1)A natureza da filosofia
1.1) O que é Filosofia?

É o estudo da maneira de ver o mundo de acordo com a realidade de cada um, naquele determinado momento.

1.2) Noções de reflexão Filosófica

Envolve ciência, seus valores, seus métodos e seus mitos; religião, arte e o homem em seu cotidiano e sua própria educação.

Através da filosofia temos a capacidade de superar a emanência, que é a situação apresentada e não escolhida por nós (a transcendência). Ela investiga os fundamentos do conhecimento e da ação humana, reflete sobre a condição humana e contradições existentes para se chegar a um repensar humano.

1.3) Os principais períodos de Filosofia

Filosofia Antiga (século VI a.c ao VI d.c)– consciência mítica e religiosa. Os quatro elementos: terra, ar, fogo e água eram considerados quase como divindades.

Sócrates, Platão e Aristóteles

->Filosofia Patústica (século I ao VII) – Primeiros padres da igreja, cristianismo transforma-se numa religião universal.

->Filosofia Medieval (século VIII ao XIV) – Início do sistema escolar, criação das primeiras universidades.

Império Oriental e Ocidental em 395 marca o fim da Antiguidade e o começo da Idade Média.

Roma perdeu o poder político, surgiu o “Papa”, representante de Jesus na terra.

Tomas de Aquino tentou conciliar a Filosofia de Aristóteles e o Cristianismo.

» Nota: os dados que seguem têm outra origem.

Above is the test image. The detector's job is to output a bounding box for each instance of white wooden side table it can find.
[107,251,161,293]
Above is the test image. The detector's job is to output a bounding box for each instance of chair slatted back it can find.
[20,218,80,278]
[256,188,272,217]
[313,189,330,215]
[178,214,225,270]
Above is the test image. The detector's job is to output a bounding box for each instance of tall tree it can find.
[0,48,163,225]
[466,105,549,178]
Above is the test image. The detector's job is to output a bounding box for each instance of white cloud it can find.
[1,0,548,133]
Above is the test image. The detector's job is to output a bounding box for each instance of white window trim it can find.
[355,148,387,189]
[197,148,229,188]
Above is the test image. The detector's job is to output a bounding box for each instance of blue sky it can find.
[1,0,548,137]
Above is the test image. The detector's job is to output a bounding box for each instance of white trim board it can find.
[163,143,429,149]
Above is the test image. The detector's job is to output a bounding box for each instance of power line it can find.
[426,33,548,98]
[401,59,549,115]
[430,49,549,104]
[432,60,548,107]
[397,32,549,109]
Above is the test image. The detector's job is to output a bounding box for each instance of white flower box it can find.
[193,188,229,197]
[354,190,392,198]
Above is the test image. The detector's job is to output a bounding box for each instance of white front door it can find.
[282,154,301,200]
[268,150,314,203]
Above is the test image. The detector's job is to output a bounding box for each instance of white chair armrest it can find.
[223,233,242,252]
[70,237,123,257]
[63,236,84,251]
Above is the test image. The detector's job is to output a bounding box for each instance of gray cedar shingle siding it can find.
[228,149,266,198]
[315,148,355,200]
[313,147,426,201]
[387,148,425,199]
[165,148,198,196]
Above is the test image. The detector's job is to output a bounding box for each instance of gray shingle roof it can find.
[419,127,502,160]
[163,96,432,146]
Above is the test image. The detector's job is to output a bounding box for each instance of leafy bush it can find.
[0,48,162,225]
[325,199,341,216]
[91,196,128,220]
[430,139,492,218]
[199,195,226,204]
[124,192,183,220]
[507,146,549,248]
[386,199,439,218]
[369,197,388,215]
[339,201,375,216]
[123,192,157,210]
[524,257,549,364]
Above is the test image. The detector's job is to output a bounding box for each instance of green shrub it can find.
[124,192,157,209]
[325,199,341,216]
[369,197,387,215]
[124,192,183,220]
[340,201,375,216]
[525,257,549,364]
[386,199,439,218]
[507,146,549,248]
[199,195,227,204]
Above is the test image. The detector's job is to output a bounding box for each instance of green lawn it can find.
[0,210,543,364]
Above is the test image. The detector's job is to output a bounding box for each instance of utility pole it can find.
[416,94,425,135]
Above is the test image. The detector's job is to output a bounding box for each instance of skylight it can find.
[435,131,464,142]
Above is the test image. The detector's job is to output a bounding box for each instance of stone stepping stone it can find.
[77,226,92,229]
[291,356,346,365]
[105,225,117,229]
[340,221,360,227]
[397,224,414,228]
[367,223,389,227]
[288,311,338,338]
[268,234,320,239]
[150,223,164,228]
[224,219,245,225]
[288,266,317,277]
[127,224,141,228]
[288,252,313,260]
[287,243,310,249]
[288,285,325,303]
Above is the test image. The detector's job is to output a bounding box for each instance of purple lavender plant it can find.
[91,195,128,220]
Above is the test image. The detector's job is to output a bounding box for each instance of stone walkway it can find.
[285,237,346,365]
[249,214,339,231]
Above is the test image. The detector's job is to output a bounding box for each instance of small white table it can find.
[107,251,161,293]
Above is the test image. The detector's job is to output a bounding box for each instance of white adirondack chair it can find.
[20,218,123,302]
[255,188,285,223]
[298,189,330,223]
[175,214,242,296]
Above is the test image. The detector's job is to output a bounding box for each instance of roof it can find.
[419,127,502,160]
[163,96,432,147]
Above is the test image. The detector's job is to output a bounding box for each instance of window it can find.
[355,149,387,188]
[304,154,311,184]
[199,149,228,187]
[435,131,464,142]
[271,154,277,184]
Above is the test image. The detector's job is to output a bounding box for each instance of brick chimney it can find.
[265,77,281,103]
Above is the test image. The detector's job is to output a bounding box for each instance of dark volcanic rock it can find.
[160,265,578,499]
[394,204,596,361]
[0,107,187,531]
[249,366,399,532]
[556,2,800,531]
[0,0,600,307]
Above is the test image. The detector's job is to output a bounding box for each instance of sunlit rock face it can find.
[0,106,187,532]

->Filosofia da Renascença (século XIV ao XVI) – descobriram obras de Platão que eram desconhecidas na Idade Média, novas obras de Aristóteles. Alquimia, magia natural, astrologia, política, técnicas (arquitetura, engenharia, medicina e navegação), artes (teatro e literatura).

Reforma Protestante e Contra-Reforma da Igreja.

Principais nomes :Kepler, Gordano Bruno, Maquiavel, Tomás Morus, etc.

->Filosofia Moderna (século XVII ao XVIII) – grande Racionalismo Clássico

Intelecto do homem focado; capacidade de conhecer o que é diferente.

Principais pensadores: Francis Bacon (método indutivo), Descartes (discurso do método), Espinosa (a ética, método geométrico).F

->Filosofia da Ilustração (meados do século XVIII ao começo do século XIX)

A razão é enfatizada – Iluminismo.

É capaz de evolução e progresso. O homem é perfectível.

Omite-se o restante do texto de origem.